By default rules reject requests with a django.http.HttpResponseBadRequest response. The default behavior can be overridden by passing an optional argument at rule instantiation, named reject_response. The argument must be an instance of a Django Response, which will be returned to the client whenever the rule triggers the rejection of a request.

from django.http import HttpResponseNotFound
from header_filter import Enforce, Header

# rejects requests *lacking* an X-Planet: Mars header with a 404 response
Enforce(
    Header('HTTP_X_PLANET', 'Mars'),
    reject_response=HttpResponseNotFound(reason='Sorry!')
)

@header_rules decorator

The @header_rules decorator binds a list of rules to a view. The decorator checks the headers of every request routed to that view against each rule of the list, in order. The first rule that results in a rejection determines the response that will be sent back to the client.

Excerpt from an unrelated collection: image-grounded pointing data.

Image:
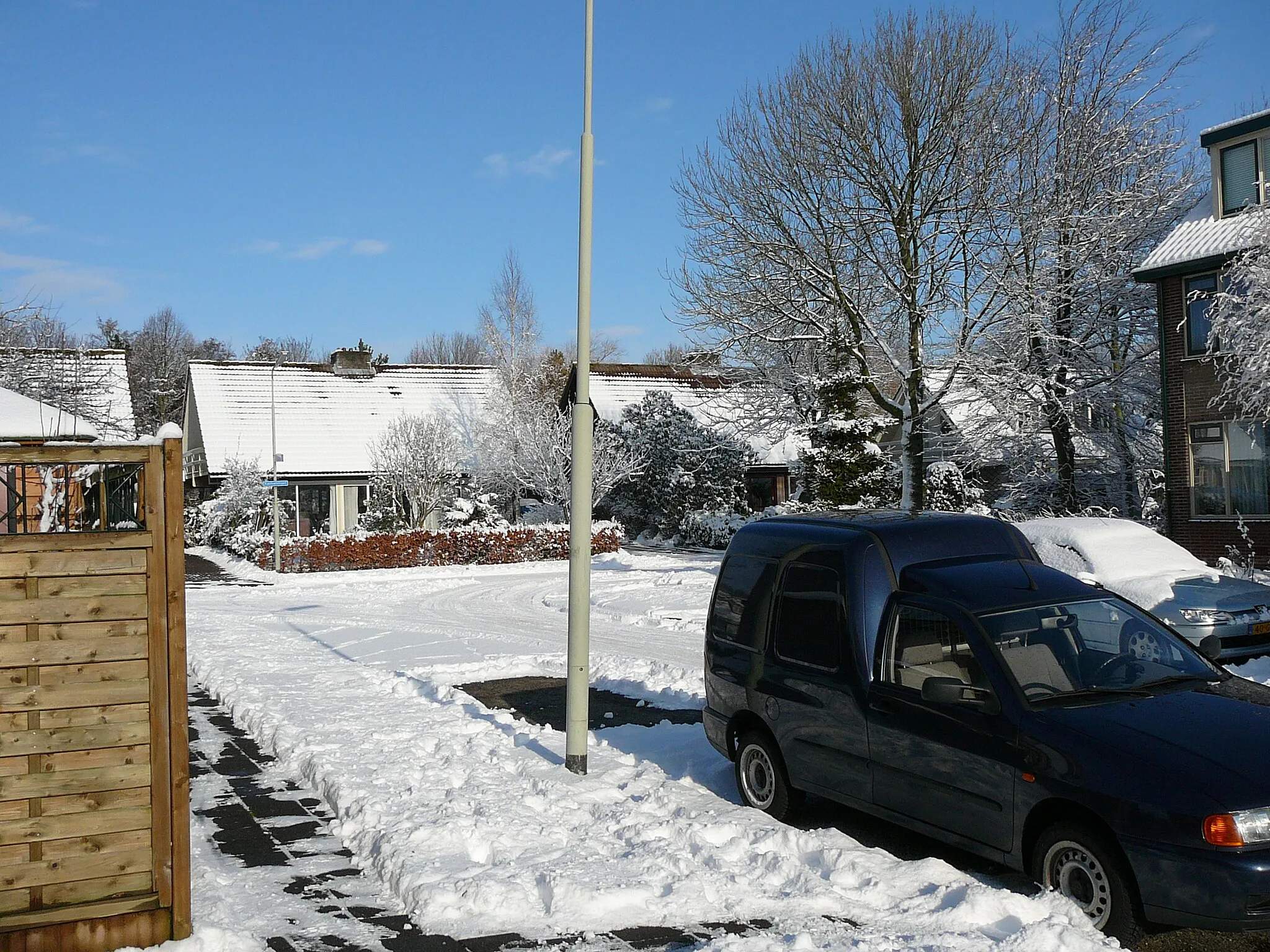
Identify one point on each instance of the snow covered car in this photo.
(928, 671)
(1161, 576)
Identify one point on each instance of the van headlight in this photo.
(1207, 616)
(1238, 829)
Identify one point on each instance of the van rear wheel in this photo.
(1077, 861)
(761, 778)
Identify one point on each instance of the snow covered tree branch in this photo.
(854, 197)
(1240, 337)
(417, 461)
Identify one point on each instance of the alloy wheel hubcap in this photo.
(1078, 875)
(757, 777)
(1146, 646)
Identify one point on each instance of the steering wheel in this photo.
(1047, 689)
(1110, 666)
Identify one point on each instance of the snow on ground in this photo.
(468, 815)
(1126, 557)
(207, 938)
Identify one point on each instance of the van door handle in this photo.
(882, 706)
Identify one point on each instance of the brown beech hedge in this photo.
(460, 546)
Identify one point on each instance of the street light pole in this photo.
(578, 666)
(273, 444)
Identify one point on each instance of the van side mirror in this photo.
(951, 691)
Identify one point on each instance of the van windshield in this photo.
(1061, 653)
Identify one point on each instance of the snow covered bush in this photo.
(686, 467)
(384, 512)
(464, 545)
(417, 461)
(711, 528)
(949, 491)
(236, 516)
(543, 465)
(473, 508)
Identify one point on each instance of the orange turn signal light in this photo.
(1221, 831)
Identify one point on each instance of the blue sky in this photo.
(352, 169)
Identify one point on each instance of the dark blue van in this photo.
(929, 669)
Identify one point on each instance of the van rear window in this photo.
(742, 599)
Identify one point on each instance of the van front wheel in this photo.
(761, 778)
(1077, 861)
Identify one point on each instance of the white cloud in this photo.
(545, 162)
(56, 280)
(621, 330)
(315, 249)
(494, 167)
(107, 154)
(20, 224)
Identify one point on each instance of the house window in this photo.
(1240, 180)
(1230, 469)
(1199, 300)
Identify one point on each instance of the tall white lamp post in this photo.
(273, 446)
(584, 428)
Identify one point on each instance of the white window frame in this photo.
(1230, 516)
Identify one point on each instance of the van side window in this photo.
(926, 644)
(742, 598)
(812, 620)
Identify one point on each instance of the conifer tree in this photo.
(845, 465)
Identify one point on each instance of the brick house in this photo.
(1217, 464)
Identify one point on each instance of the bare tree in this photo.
(41, 358)
(543, 467)
(510, 330)
(458, 348)
(417, 460)
(30, 324)
(603, 350)
(290, 350)
(1101, 173)
(854, 197)
(1240, 337)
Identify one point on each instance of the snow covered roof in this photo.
(1124, 557)
(973, 413)
(1199, 239)
(1225, 131)
(713, 400)
(326, 421)
(92, 385)
(23, 419)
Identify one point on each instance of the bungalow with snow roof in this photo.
(716, 403)
(327, 415)
(1217, 467)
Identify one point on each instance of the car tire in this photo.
(761, 777)
(1080, 862)
(1142, 644)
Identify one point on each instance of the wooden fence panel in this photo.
(94, 760)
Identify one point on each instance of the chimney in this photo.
(352, 362)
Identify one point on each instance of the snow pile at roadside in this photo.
(1127, 558)
(207, 940)
(471, 822)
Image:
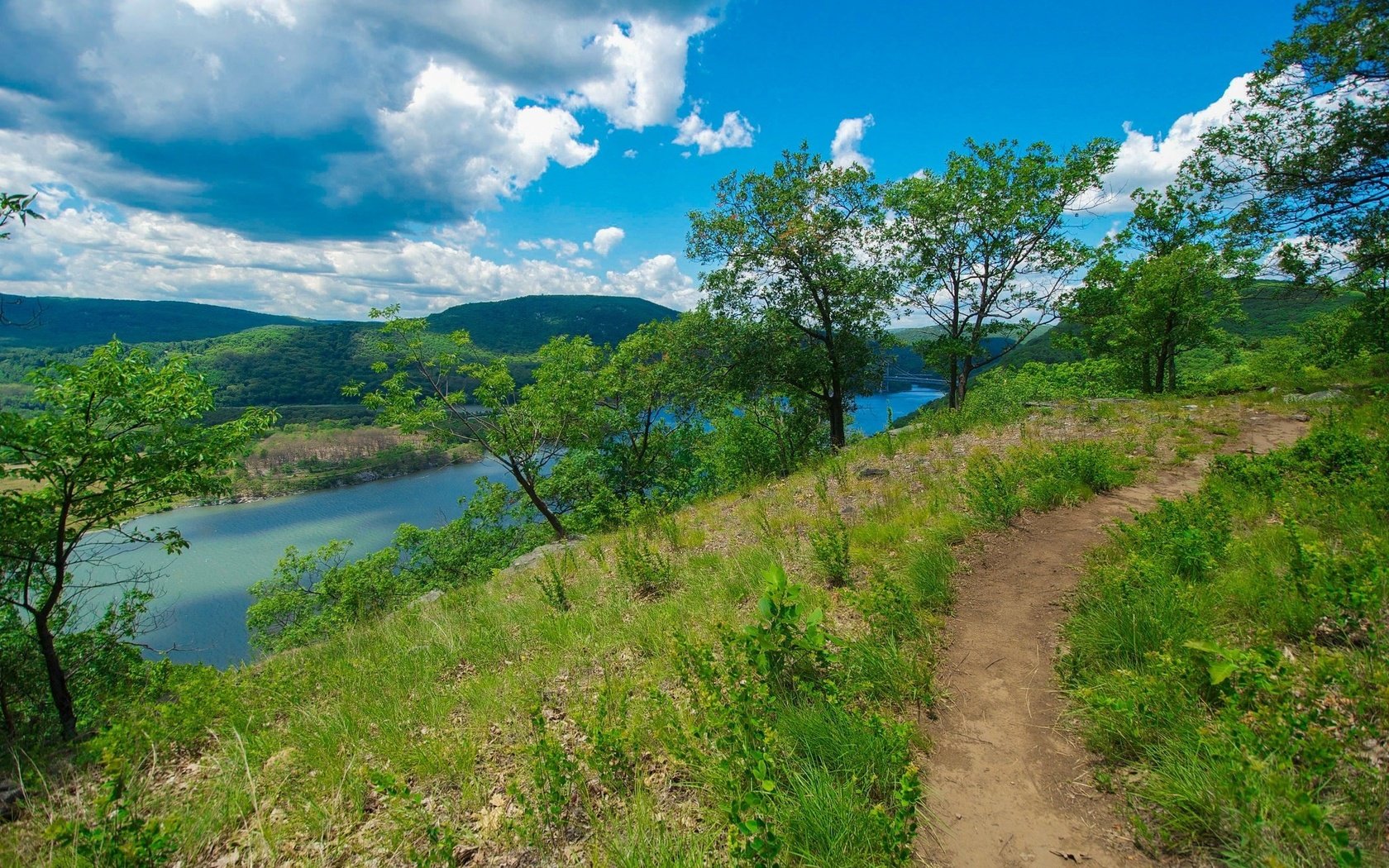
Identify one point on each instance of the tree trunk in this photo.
(963, 381)
(4, 708)
(955, 382)
(528, 486)
(835, 408)
(57, 678)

If no rule triggers a rejection, the request is handed over to the view for regular processing.

from django.http import HttpResponse
from header_filter import Enforce, Forbid, Header, header_rules


# requests *lacking* an X-Planet: Mars header or *containing* an
# X-Rover: Curiosity header will be rejected
@header_rules(
    [
        Enforce(Header('HTTP_X_PLANET', 'Mars')),
        Forbid(Header('HTTP_X_ROVER', 'Curiosity')),
    ]
)
def do_things(request):
    # ...
    return HttpResponse()

@header_rules works fine with class-based views as well, by means of @method_decorator.

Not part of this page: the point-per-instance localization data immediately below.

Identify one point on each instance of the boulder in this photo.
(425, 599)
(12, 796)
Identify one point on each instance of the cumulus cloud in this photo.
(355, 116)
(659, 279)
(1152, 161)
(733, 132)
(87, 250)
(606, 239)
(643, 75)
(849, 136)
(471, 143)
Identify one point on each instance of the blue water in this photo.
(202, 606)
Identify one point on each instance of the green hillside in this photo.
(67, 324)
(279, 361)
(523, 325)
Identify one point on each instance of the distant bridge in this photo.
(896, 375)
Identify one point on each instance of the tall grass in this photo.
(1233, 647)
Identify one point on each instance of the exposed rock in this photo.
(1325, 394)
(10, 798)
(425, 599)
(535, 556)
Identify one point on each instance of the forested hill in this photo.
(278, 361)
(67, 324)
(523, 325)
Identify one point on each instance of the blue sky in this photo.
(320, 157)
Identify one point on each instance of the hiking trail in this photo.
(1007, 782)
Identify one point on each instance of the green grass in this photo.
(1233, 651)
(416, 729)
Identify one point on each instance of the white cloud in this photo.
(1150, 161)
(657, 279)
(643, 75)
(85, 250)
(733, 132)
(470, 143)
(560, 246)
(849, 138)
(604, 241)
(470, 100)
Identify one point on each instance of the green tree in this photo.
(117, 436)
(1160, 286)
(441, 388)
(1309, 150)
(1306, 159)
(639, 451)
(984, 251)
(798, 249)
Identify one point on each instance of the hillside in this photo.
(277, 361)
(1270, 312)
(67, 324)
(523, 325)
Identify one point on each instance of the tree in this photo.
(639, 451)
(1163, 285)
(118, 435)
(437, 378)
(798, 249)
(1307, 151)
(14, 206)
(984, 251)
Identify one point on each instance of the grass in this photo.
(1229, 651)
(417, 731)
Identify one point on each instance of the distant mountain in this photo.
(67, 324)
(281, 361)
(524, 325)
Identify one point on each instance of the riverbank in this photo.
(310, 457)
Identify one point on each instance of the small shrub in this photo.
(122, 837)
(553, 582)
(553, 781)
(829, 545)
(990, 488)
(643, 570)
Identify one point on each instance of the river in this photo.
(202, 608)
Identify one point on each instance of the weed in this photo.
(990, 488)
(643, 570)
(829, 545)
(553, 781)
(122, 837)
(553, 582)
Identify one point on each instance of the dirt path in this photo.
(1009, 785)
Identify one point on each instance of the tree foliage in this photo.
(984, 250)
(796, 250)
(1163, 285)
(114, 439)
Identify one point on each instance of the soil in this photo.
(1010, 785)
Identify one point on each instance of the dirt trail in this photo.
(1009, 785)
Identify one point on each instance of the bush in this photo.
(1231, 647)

from django.http import HttpResponse
from django.utils.decorators import method_decorator
from django.views import View
from header_filter import Enforce, Forbid, Header, header_rules


class DoThings(View):
    # requests *lacking* an X-Planet: Mars header or *containing* an
    # X-Rover: Curiosity header will be rejected
    @method_decorator(header_rules([
        Enforce(Header('HTTP_X_PLANET', 'Mars')),
        Forbid(Header('HTTP_X_ROVER', 'Curiosity')),
    ]))
    def get(self, request, *args, **kwargs):
        # ...
        return HttpResponse()

HeaderFilterMiddleware

By using the HeaderFilterMiddleware middleware, a list of rules can be applied globally, at application level. Every request will be then checked against the global rule list, independently of views.

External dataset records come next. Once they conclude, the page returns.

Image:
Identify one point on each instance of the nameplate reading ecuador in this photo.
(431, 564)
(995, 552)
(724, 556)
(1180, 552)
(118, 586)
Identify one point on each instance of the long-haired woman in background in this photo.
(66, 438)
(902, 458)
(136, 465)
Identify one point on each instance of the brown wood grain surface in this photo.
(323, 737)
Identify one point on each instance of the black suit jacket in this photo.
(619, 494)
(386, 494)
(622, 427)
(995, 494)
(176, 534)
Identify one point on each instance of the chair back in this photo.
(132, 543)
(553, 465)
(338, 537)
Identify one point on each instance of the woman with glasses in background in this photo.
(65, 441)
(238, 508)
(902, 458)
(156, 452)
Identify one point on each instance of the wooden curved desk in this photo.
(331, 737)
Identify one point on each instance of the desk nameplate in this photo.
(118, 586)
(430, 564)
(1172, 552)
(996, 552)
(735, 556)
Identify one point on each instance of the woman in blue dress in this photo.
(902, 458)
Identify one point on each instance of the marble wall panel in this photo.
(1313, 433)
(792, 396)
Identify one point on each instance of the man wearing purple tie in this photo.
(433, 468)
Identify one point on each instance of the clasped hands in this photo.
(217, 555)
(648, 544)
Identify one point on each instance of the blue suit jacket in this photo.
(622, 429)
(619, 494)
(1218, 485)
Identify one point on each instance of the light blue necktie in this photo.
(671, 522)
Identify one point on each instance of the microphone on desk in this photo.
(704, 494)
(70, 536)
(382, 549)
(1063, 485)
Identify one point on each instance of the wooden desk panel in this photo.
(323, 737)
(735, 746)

For this to work you need to properly tweak your Django settings module, as follows:

# settings.py
from header_filter import Enforce, Header

MIDDLEWARE = [
    # ...
    'header_filter.HeaderFilterMiddleware',
    # ...
]

HEADER_FILTER_RULES = [
    Enforce(Header('HTTP_X_PLANET', 'Mars')),
    # ...additional rules...
]

License

See: LICENSE

MIT License

Copyright (c) 2019 Fabio Sangiovanni

Permission is hereby granted, free of charge, to any person obtaining a copy of this software and associated documentation files (the "Software"), to deal in the Software without restriction, including without limitation the rights to use, copy, modify, merge, publish, distribute, sublicense, and/or sell copies of the Software, and to permit persons to whom the Software is furnished to do so, subject to the following conditions:

The above copyright notice and this permission notice shall be included in all copies or substantial portions of the Software.

THE SOFTWARE IS PROVIDED "AS IS", WITHOUT WARRANTY OF ANY KIND, EXPRESS OR IMPLIED, INCLUDING BUT NOT LIMITED TO THE WARRANTIES OF MERCHANTABILITY, FITNESS FOR A PARTICULAR PURPOSE AND NONINFRINGEMENT. IN NO EVENT SHALL THE AUTHORS OR COPYRIGHT HOLDERS BE LIABLE FOR ANY CLAIM, DAMAGES OR OTHER LIABILITY, WHETHER IN AN ACTION OF CONTRACT, TORT OR OTHERWISE, ARISING FROM, OUT OF OR IN CONNECTION WITH THE SOFTWARE OR THE USE OR OTHER DEALINGS IN THE SOFTWARE.